Fashion in fourteenth-century Europe was marked by the beginning of a period of experimentation with different forms of clothing. Costume historian James Laver suggests that the mid-14th century marks the emergence of recognizable "fashion" in clothing and Fernand Braudel concurs. The draped garments and straight seams of previous centuries were replaced by curved seams and the beginnings of tailoring, which allowed clothing to more closely fit the human form.

Also, the use of lacing and buttons allowed a more snug fit to clothing. During the course of the century the length of female hem-lines progressively reduced, and by the end of the century it was fashionable for men to omit the long loose over-garment of previous centuries (whether called tunic, kirtle, or other names) altogether putting the emphasis on a tailored top that fell a little below the waist — a silhouette that is still reflected in men's costume today.

Armour at this time also underwent a transition from predominantly maille through individual plates used to protect key areas and through to the full harness of plate mail.

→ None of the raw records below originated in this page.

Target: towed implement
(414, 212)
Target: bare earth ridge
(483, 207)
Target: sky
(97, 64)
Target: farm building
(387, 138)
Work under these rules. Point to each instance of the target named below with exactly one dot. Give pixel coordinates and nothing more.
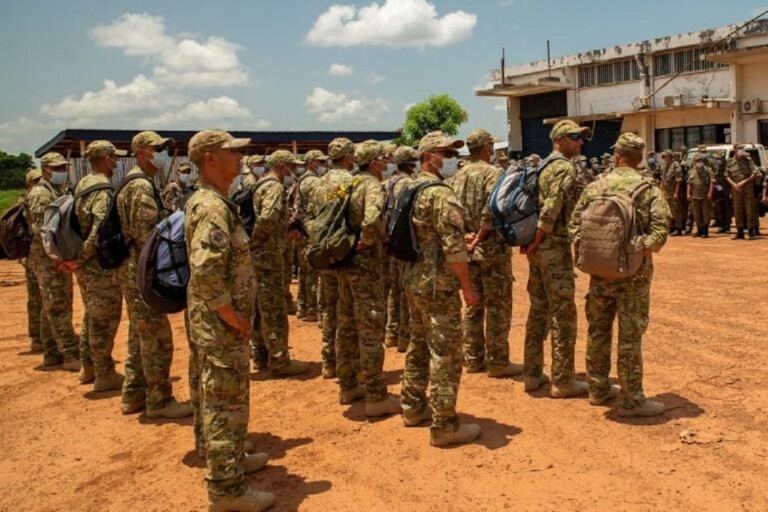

The 14th Century was a transitional period in terms of armour. This allows us to present a wide variety of styles and levels of personal protection. This ranged from the chain mail and helmets prevalent at the beginning of the century through tthe development of articulated arm and leg armour through to the coats of plates and chest plates. All of which combine to the full harness (Gothic armours) prevalent in the War of the Roses in the 15th century.